[SPARK-43789][R] Uses 'spark.sql.execution.arrow.maxRecordsPerBatch' …

…in R createDataFrame with Arrow by default ### What changes were proposed in this pull request? This PR proposes to pick a proper number of partitions when create a DataFrame from R DataFrame with Arrow. Previously, the number of partitions was always `1` if not specified. Now, it splits the input R DataFrame by `spark.sql.execution.arrow.maxRecordsPerBatch`, and pick a proper number of partitions (the number of batches). This is matched with PySpark code path: https://github.com/apache/spark/blob/46949e692e863992f4c50bdd482d5216d4fd9221/python/pyspark/sql/pandas/conversion.py#L618C11-L626 ### Why are the changes needed? To avoid having OOM when the R DataFrame is too large, and enables a proper distributed computing. ### Does this PR introduce _any_ user-facing change? Yes, it changes the default partition number when users call `createDataFrame` with R DataFrame when Arrow optimization is enabled. The concept of the partition is subject to be internal, and by default it doesn't change its behaviour. ### How was this patch tested? Manually tested with a large CSV file (3 GB). Also added a unittest. Closes apache#41307 from HyukjinKwon/default-batch-size.

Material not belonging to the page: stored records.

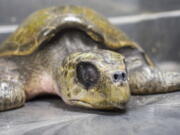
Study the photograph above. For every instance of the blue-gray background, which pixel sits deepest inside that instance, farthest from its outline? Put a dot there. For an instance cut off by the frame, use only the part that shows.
(154, 114)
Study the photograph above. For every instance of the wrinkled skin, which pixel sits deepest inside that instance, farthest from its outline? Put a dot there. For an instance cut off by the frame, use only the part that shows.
(53, 70)
(78, 55)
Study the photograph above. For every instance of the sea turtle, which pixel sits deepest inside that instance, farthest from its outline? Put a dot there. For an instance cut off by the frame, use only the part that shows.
(75, 53)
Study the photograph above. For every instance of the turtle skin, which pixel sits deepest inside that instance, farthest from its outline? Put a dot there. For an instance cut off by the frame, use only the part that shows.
(75, 53)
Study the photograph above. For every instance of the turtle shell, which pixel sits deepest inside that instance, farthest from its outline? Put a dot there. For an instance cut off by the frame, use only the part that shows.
(43, 25)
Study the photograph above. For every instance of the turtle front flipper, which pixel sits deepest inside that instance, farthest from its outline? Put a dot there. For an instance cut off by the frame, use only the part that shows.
(12, 93)
(149, 80)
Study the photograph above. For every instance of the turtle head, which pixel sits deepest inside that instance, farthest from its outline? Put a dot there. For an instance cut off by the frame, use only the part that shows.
(96, 79)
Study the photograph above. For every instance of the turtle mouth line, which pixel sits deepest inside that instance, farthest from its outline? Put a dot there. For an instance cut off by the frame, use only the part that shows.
(81, 103)
(111, 106)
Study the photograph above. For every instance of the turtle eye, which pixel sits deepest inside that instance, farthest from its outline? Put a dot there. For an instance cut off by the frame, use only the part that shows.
(87, 74)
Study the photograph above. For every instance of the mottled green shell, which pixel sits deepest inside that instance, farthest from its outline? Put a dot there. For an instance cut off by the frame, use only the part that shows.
(42, 25)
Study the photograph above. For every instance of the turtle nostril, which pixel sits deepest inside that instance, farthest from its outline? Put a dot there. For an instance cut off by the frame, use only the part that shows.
(119, 76)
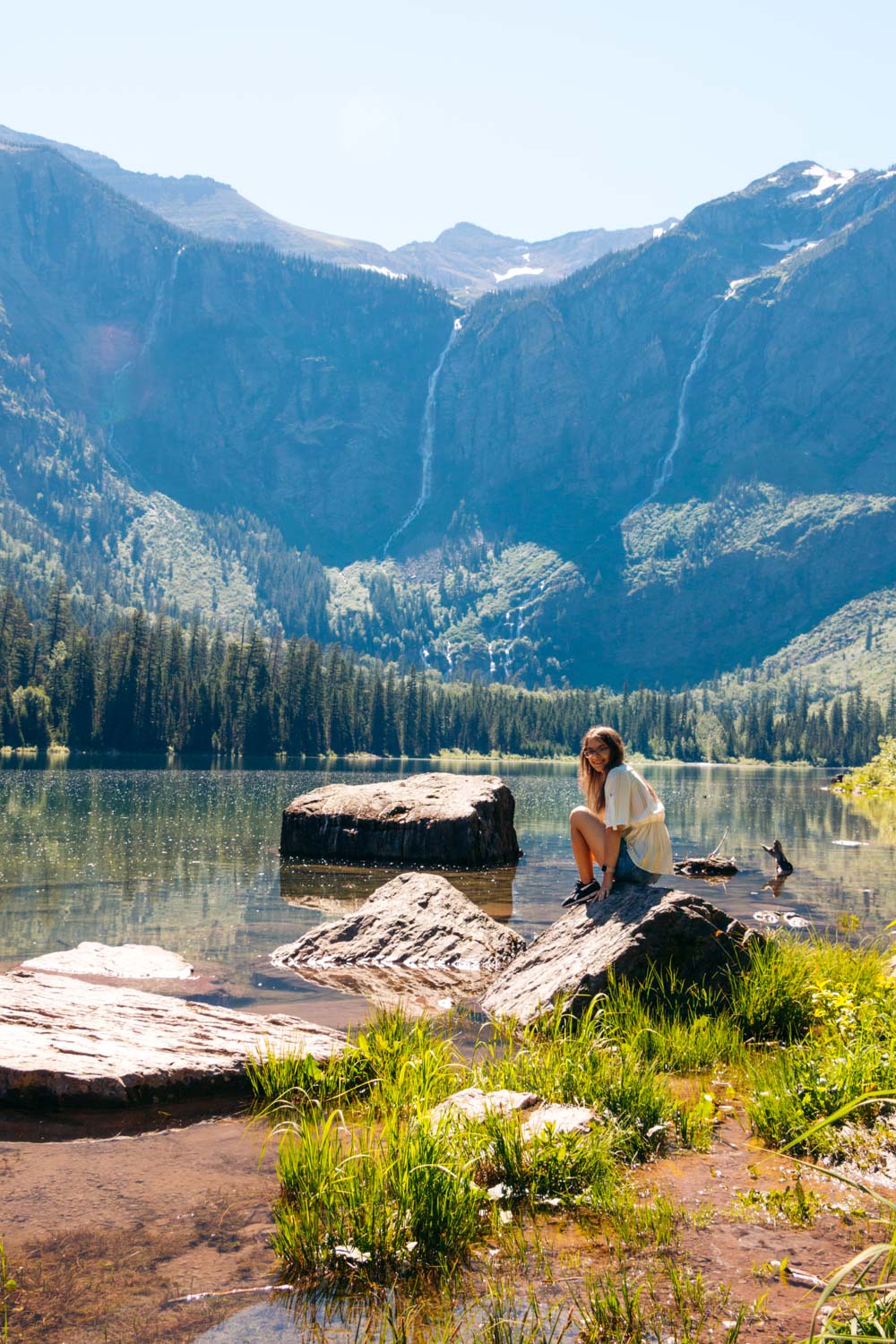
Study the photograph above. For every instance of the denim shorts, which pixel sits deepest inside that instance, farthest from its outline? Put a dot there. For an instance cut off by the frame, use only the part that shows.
(629, 871)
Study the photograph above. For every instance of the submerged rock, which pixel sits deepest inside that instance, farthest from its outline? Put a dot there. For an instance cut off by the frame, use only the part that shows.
(441, 820)
(536, 1115)
(129, 961)
(635, 929)
(414, 930)
(66, 1042)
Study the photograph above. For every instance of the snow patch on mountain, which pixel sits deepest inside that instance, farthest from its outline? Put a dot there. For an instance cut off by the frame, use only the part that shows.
(517, 271)
(383, 271)
(826, 179)
(788, 244)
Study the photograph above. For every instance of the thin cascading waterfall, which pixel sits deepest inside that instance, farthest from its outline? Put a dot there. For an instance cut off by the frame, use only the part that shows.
(681, 418)
(152, 325)
(427, 435)
(159, 303)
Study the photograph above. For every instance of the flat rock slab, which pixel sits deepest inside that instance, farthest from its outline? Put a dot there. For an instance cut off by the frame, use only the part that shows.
(435, 820)
(635, 929)
(535, 1115)
(72, 1043)
(417, 922)
(129, 961)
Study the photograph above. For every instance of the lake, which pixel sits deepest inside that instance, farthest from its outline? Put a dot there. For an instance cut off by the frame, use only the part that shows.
(185, 857)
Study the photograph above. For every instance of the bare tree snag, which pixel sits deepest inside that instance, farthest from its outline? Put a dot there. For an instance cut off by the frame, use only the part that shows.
(785, 866)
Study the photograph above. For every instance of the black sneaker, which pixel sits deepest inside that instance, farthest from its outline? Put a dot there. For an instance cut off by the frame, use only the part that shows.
(582, 892)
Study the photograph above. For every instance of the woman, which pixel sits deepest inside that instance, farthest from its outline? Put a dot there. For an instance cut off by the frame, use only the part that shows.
(624, 825)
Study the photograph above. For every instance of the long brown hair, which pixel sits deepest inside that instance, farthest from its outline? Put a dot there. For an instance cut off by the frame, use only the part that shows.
(590, 781)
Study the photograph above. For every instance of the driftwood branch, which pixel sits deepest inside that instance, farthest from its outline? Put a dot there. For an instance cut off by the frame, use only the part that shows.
(785, 866)
(230, 1292)
(715, 852)
(710, 867)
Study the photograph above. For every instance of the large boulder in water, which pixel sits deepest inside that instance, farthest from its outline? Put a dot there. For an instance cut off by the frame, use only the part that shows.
(72, 1043)
(637, 929)
(129, 961)
(417, 932)
(427, 820)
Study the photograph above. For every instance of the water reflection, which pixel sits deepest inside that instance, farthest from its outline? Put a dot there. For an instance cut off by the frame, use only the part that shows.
(185, 855)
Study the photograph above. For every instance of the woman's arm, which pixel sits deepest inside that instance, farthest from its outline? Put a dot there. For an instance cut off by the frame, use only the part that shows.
(611, 838)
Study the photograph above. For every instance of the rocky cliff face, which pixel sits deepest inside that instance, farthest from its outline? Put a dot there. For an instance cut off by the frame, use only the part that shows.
(225, 376)
(691, 440)
(747, 343)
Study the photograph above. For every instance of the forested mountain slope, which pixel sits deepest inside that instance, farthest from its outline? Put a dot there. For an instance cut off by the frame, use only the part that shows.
(226, 376)
(669, 464)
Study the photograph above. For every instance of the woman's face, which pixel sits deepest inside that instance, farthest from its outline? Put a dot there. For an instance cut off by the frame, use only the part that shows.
(597, 753)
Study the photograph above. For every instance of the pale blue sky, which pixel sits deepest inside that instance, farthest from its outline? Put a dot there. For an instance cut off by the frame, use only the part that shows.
(392, 120)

Authored-by: Hyukjin Kwon <gurwls223@apache.org> Signed-off-by: Hyukjin Kwon <gurwls223@apache.org>
VulnerabilityTesting · May 25, 2023 · eca0bef · eca0bef
1 parent 6fc5f4e
commit eca0bef
Show file tree

Hide file tree

Showing 2 changed files with 18 additions and 1 deletion.
diff --git a/R/pkg/R/SQLContext.R b/R/pkg/R/SQLContext.R
@@ -153,7 +153,9 @@ writeToFileInArrow <- function(fileName, rdf, numPartitions) {
     numPartitions <- if (!is.null(numPartitions)) {
       numToInt(numPartitions)
     } else {
-      1
+      # If numPartitions is not set, chunk the R DataFrame based on the batch size.
+      ceiling(
+        nrow(rdf) / as.numeric(sparkR.conf("spark.sql.execution.arrow.maxRecordsPerBatch")[[1]]))
     }
 
     rdf_slices <- if (numPartitions > 1) {

diff --git a/R/pkg/tests/fulltests/test_sparkSQL_arrow.R b/R/pkg/tests/fulltests/test_sparkSQL_arrow.R
@@ -249,4 +249,19 @@ test_that("SPARK-32478: gapply() Arrow optimization - error message for schema m
     "expected IntegerType, IntegerType, got IntegerType, StringType")
 })
 
+test_that("SPARK-43789: Automatically pick the number of partitions based on Arrow batch size", {
+  skip_if_not_installed("arrow")
+
+  conf <- callJMethod(sparkSession, "conf")
+  maxRecordsPerBatch <- sparkR.conf("spark.sql.execution.arrow.maxRecordsPerBatch")[[1]]
+
+  callJMethod(conf, "set", "spark.sql.execution.arrow.maxRecordsPerBatch", "10")
+  tryCatch({
+    expect_equal(getNumPartitionsRDD(toRDD(createDataFrame(mtcars))), 4)
+  },
+  finally = {
+    callJMethod(conf, "set", "spark.sql.execution.arrow.maxRecordsPerBatch", maxRecordsPerBatch)
+  })
+})
+
 sparkR.session.stop()